Evening. It still had the same amount of bubbles as Saturday evening, so I thought something must be slowing its progress. I thought it could be the temperature (which is 70-75 degrees at my place), so I placed the starter near the vent of my computer for gentle heating. I have an electric oven that has no light inside, so using the oven as a way to warm it was out. I kept the rest of the process the same. I also stirred the starter before bed.

Monday-

Morning. I was pleased to notice that the bubbles were a little bit larger, but unfortunately there was no rise. I repeated the usual process (keep 1/4 starter, add 1/4 cup water and a scant 1/2 cup white flower), but this time I placed it on a heating pad that I use for my muscles after a long run. It was on the low setting (90 degrees) and auto-shuts off after 45 minutes.

At the mid-afternoon vigorous stir I noticed a tiny amount of hooch. There were a few bubbles on the top about the size of small peas, but otherwise no rise.

Evening. There were a few small bubbles, but otherwise less activity than at the mid-afternoon stir. I repeated the usual process (keep 1/4 starter, add 1/4 cup water and a scant 1/2 cup white flower) and placed it back on the heating pad on the low setting. When I went to bed, I turned the heating pad back on and stirred.

Tuesday-

Morning. Small pea sized bubbles and a tiny amount of hooch. I repeated the usual process (keep 1/4 starter, add 1/4 cup water and a scant 1/2 cup white flower) and placed it back on the heating pad on the low setting.

Mid-afternoon stir. Same pea sized bubbles with a tiny amount of hooch but still no rise at all.

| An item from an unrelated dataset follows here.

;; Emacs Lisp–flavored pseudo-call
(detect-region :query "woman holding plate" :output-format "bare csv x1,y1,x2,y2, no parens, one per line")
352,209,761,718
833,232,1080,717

Evening. I decided that perhaps I wasn’t feeding it enough or maybe I wasn’t specific enough on the measurements, so I got out my kitchen scale. I kept 2 tablespoons of the starter and added 3 oz of water and 3 oz of white flour. I placed the starter back on the heating pad and stirred before I went to bed.

Wednesday- Today

Morning. Still the same old pea sized bubbles but no hooch. I repeated the process that I did the night before with adding 3 oz of water and 3 oz of white flour to 2 tablespoons of starter.

So this is where I am today. I still have not gotten a rise out of the starter that I began a week ago. The batter smells lightly sour and yeasty, but it is a pretty light smell. Then I thought today, perhaps it is the water? I checked out the chloramine levels in the District of Columbia (where I live) and the water authority says that they vary between 3-3.7 milligrams per liter of water. I will try bottled water today and see if that helps. Can anyone think of anything else that I might be doing wrong? I’m hoping that I won’t have to give up on this starter.

Thanks for all your advice guys!

-Danny

Submitted by jimmykx250 on February 4, 2008 - 11:09am

Not enough rise

I have just recently got into sourdough bread. I have had great success with the no knead method but when i try to make a traditional loaf my second rise never seems to have much lift. Is this normal? My starter is quite healthy. It is not liquid like some ive seen on this site but rather a thick pancake batter like consistancy. I purchased it from KA. It does have bubbles too. Also wondering how do you get a ww starter going? Im sure its on this site somewhere i just cant find it.